What the split suggests

Read as a portfolio rather than a list, the week's drop suggests a company that is not choosing between defending the chemistry and defending the pack — it is filing on both in the same week. That two-layer pattern is consistent with how the storage market's competitive surface has widened. The active-material filings protect the part of the product that determines energy density and cost per kilowatt-hour at the cell level; the module, cooling, and venting filings protect the part that determines pack-level density, serviceability, and safety certification, where large stationary and vehicle deployments are actually won. Filing densely across both in a single drop is the documentary footprint of a supplier trying to hold ground at the electrochemistry layer and the module-integration layer at once.

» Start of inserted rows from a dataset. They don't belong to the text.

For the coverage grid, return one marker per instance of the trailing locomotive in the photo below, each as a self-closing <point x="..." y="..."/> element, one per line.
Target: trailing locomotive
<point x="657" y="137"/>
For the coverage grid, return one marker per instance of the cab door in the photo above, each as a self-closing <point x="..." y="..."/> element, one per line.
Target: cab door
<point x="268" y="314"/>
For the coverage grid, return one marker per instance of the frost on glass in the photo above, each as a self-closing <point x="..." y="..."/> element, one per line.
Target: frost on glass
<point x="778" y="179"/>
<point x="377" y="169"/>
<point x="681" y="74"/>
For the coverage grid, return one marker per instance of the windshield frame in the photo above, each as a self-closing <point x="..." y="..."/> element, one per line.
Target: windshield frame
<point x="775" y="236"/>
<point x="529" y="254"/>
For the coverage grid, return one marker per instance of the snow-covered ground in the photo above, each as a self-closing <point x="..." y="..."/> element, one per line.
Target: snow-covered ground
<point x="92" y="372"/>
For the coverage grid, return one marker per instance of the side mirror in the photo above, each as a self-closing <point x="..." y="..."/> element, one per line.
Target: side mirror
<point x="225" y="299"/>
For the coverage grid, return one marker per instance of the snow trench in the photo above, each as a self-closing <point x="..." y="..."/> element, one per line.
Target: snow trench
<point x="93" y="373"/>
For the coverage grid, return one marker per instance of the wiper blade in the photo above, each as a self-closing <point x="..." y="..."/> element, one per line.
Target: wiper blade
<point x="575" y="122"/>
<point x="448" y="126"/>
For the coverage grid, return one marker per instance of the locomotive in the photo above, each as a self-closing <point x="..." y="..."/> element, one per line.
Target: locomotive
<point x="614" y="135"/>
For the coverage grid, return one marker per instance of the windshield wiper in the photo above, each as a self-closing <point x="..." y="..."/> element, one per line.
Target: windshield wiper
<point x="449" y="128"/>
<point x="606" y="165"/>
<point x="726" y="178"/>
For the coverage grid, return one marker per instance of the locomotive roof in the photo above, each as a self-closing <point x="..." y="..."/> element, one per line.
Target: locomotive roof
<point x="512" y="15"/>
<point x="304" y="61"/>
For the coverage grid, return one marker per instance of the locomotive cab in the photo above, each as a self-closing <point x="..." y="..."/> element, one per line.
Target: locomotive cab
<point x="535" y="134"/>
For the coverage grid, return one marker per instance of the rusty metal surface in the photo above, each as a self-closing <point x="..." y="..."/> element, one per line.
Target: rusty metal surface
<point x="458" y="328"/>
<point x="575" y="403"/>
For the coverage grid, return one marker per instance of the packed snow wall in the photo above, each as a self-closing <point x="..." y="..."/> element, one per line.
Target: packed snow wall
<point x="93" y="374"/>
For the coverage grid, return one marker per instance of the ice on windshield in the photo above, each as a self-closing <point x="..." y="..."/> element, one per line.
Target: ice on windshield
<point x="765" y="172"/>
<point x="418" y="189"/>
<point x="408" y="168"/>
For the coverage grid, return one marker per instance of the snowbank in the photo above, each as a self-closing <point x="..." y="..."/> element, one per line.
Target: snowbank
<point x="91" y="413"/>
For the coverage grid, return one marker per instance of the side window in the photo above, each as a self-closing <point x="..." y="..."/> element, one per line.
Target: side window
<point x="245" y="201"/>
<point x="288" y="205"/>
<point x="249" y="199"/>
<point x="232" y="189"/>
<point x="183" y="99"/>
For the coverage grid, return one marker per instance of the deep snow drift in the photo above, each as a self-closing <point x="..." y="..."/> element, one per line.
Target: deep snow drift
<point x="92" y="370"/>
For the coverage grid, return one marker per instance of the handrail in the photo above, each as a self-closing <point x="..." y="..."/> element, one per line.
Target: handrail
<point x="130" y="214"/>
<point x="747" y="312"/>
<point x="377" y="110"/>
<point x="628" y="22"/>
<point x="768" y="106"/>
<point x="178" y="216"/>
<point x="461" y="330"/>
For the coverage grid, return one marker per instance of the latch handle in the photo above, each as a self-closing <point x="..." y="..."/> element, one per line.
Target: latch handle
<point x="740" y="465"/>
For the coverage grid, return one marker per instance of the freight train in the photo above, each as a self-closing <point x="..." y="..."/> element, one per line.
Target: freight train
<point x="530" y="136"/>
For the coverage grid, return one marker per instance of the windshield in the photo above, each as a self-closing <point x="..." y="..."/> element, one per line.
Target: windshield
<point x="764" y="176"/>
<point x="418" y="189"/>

It is worth being precise about what this is and is not. These are published applications, not granted patents; publication means the filings have cleared the eighteen-month window and entered the public record, not that any claim has been examined or allowed. The 30 applications are also what LG Energy Solution chose to disclose this week — a sample of its R&D activity, not a census — and a filing's appearance in the record says nothing about which design ships in a commercial product or when. What the data does support is a grounded, count-based read: in the June 25 publication drop, LG Energy Solution is the most prolific battery assignee, and its applications are split between Li-ion cell chemistry and pack thermal-and-enclosure engineering. The split is the signal. A cell supplier filing this broadly, across the electrochemistry and the module that contains it, is documenting in the public record that it intends to compete on both layers at once.